A new study, published April 6 in the journal plus one, found that the majority of dog owners in the US do not know and do not follow the US Food and Drug Administration (FDA) guidelines on safe handling of pet food and dishes. In this case, what you don’t know can hurt you. Contaminated pet food has been the source of multiple outbreaks of bacterial illnesses among dogs and humans, according to the authors.
“Pet owners should be aware that pet food bowls can harbor bacteria and that there are recommendations to minimize that risk,” lead author Emily Luisana, DVM, a veterinarian at Friendship Hospital for Animals in Washington, DC, said in a statement. .
Pet food and treats, like many other types of food, can be contaminated with harmful bacteria that cause foodborne illnesses such as salmonellosis and listeriosis, according to the FDA.
Even many veterinary professionals are unaware of the safety recommendations
According to Dr. Luisana, the idea for the study came from “water cooler type” conversations among veterinary nutritionists. “We realized that when it came to our own pets, we all had different hygiene and pet food storage practices,” she said. Recommendations about pet food safety and storage were relatively unknown, even among veterinary professionals, she added.
“Once we investigated what we should be doing, we noticed that the FDA recommendations regarding these habits were relatively few compared to the recommendations in humans and the outcome of these recommendations had not been studied,” said Luisana.
Less than 5 percent of dog owners are aware of the FDA guidelines
To find out what the average pet owner knew about pet food safety, researchers surveyed 417 dog owners. They found that less than 5 percent were aware of the guidelines and many owners did not follow many of the recommendations.
Pet food and dish handling guidelines include the following:
- Wash your hands for at least 20 seconds before handling
- Do not use the bowl as a scooping utensil.
- Wash the plate and spoon with hot water for at least 20 seconds after each use.
- Wash your hands for 20 seconds after handling food.
To better understand the effectiveness of the FDA recommendations, researchers tested 68 household dog food bowls for bacterial contamination. After initial testing, they divided the owners into three groups with different instructions for implementing the food handling guidelines.

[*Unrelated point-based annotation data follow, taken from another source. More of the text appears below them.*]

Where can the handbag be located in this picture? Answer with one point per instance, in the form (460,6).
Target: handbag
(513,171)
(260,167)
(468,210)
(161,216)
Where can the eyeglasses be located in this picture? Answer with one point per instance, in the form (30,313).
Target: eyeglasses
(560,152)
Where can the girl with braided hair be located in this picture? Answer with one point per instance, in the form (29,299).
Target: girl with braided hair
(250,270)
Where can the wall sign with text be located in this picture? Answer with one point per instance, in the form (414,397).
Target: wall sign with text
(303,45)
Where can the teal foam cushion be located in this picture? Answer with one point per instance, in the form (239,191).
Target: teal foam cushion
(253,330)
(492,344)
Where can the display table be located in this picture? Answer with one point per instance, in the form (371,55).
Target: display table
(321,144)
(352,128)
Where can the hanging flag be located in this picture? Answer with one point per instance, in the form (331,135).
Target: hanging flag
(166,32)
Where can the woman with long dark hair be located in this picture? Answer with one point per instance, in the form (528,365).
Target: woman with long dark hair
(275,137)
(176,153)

One group followed the FDA guidelines for pet foods and dishes, one group followed those guidelines in combination with the FDA human food handling protocol, and a third group served as a control: they were briefed on the guidelines, but they could choose whether or not they wanted to change their behavior.

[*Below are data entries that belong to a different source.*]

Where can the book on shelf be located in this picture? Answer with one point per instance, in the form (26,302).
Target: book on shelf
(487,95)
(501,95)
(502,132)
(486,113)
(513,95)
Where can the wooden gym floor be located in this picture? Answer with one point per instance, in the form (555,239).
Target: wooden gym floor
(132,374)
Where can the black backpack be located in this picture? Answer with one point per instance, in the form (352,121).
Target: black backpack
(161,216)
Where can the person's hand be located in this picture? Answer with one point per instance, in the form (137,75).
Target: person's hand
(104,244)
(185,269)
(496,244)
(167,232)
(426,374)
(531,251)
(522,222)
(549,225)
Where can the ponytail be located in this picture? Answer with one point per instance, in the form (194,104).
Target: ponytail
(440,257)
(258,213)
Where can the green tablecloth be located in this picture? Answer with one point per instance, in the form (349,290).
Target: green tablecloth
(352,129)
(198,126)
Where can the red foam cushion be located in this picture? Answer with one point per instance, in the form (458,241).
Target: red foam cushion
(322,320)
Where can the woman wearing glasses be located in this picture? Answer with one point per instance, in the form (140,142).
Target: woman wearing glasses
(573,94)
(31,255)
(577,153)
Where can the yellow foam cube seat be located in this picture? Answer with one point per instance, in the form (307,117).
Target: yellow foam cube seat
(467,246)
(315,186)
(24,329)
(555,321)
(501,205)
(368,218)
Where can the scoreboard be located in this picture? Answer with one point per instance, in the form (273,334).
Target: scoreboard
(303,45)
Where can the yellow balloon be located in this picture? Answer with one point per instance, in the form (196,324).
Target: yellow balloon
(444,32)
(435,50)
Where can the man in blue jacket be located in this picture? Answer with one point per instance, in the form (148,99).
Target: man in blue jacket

The researchers tested the dishes again after a week and found significantly less contamination in the dishes of owners who followed the FDA’s pet food handling guidelines, either alone or in combination with the pet food handling protocol. FDA human food, compared to proprietary dishes that weren’t asked to follow any set of recommendations.
Even after learning about safety guidelines, many dog owners are reluctant to follow them
“I was surprised that our control group did not show a reduction in bacteria counts even though they knew the FDA guidelines existed and that the bowl would be re-sampled,” Luisana said. This shows that publicizing current recommendations is not enough to instigate behavior change, she added.

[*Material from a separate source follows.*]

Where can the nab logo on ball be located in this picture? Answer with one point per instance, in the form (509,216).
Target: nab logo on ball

Dog owners in the “guideline-following” groups also showed an unwillingness to continue following the FDA guidelines after the one-week intervention: only 20 percent reported that they were likely to follow the instructions at long-term, and only 8 percent said they were likely to follow all instructions given. This finding highlights the need for guidelines that are feasible and effective, the authors note.
Pet owners should be aware that pet food bowls can harbor bacteria and that there are recommendations to minimize that risk, says Luisana. “Although we need further study to assess the implications of our findings, I hope that veterinarians will consider the potential impact that feeding hygiene can have, for example, in cases of zoonotic disease, in immunocompromised patients,” she says.
Zoonotic diseases are diseases that can spread between animals and people.